昨日の貴族の娘といいこのカリゴといい、周囲には自分をイラつかせる人間ばかりだとアーデンはつくづく思う。
胸の悪さはその顔から表情を奪い、眉間にしわを寄せカリゴを睨んだ。

「…あまり、余計なことはしてくれるなよ…カリゴ准将…ここでの肩書を捨てたくなかったら…ね」
「……っ…余計なことなど…私は何も?」

アーデンの圧に気おされて、カリゴは二、三歩後ろへ下がった。
男を一人残しその場を去ったアーデンは、そのままヴィーデの部屋へ向かい合鍵を使って室内へと入る。
よほど急かされて出て行ったと思われる形跡が、脱ぎ捨てられたナイトワンピースを見て取れる。
またブラシがリビングのテーブルの上に置いたままになり、クローゼットも開け放したまま。
ふと床を見ると、似たような模様の入った靴下が一つずつ落ちている。

「あーあ…ヴィーデ、左右違う靴下履いていったな」

それらを拾い上げ適所へ戻し、最後に淡いピンク色のナイトワンピースを手に取った。
ほんの僅か残った温もりが、つい先ほどまでそれをヴィーデが纏っていたことを語っている。
しばしその感触を手で味わい、アーデンは我に返る。

「…やばいなぁ…オレこんなに変質的だったか…?」

長くても一か月、あの美しい黒髪の娘に会うことは出来ない。コートの内ポケットを探り、小型の盗聴用イヤホンを取り出す。
どうにも近頃、ヴィーデの動向が不明な時にはついこれを耳に差し込んでしまう。その様子を窺い知った所で、むしろやきもきとした思いを味わうこともあるのに、どうしても止められなかった。
自分はますます病的だとため息をつきながら、アーデンはイヤホンのスイッチをそっと押した。






それから二十日ほど過ぎたある日、アーデンは夜に上流貴族を招いての宮廷舞踏会が行われるための準備をしていた。
まったくもって憂鬱だったが、ただひとつ救いだったのが今日のこの日のためにフムース基地へ赴いていたヴィーデが早めに宮殿へ引き上げると言うことだった。
最後に顔を会わせたのがヴィーデとの約束を守れなかった日という最悪の別れ方をしたので、なんとか今日中に許しを請い、離れていた間に深まった溝を修復したいと思っていた。

下は18歳から上は37歳まで、アーデンにまとわりつく複数の貴族の娘がいるが、今日こそはそれらを交わし切らなければならない。
久しぶりにヴィーデの姿を見ることができるまであと一時間。アーデンはいつになく喉の渇きを感じていた。

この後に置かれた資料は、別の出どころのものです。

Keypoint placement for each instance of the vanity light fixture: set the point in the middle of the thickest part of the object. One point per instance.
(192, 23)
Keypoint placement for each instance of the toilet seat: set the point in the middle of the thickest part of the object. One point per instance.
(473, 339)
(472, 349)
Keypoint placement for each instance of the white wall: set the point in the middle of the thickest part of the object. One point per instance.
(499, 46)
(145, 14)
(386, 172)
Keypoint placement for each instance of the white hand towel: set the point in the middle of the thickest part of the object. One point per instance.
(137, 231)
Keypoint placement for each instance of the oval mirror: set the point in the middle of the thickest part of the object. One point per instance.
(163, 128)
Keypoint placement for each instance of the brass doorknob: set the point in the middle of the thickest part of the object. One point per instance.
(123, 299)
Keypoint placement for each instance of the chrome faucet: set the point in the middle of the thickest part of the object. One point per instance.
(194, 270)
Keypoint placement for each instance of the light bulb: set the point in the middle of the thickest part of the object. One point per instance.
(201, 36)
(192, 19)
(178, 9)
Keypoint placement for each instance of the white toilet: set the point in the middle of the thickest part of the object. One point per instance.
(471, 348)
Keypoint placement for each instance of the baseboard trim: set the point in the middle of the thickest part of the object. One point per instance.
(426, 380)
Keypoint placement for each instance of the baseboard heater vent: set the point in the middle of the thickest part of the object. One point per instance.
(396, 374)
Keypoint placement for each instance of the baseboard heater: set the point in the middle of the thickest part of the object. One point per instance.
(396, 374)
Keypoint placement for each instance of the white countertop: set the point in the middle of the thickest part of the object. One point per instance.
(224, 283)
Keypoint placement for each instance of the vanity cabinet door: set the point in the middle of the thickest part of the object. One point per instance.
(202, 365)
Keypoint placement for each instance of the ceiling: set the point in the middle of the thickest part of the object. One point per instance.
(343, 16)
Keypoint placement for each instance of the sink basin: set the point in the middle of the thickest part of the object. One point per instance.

真っ黒いシンプルなドレスを身に纏い、けれどその腰には剣を差すという不釣り合いな恰好でヴィーデは会場へと向かっていた。
相変わらず踵の高い靴を履くとどうにもまともな歩き方ができない。アーデン曰く、壊れた魔導兵のように見えるそうだ。

貴族をもてなす舞踏会など、本当は参加したくはなかった。
それでも護衛と言う形でその場に待機せざるを得ないということで、予定を切り上げて基地から早めに帰されたのだ。レイヴスはそれよりも三日ほど早く帰還したようでそれ以来顔を見ていない。
アーデンと離れている間、たくさんのことを経験し学んだ。話したいことがたくさんある、早くその顔を見たいという思いはあれど、一体どんな顔をして彼に会えばいいのかが分からなかった。
あの日、ドアの向こうで謝罪するアーデンを受け入れられなかった自分はやはりまだ未熟だったのかもしれないとヴィーデは思う。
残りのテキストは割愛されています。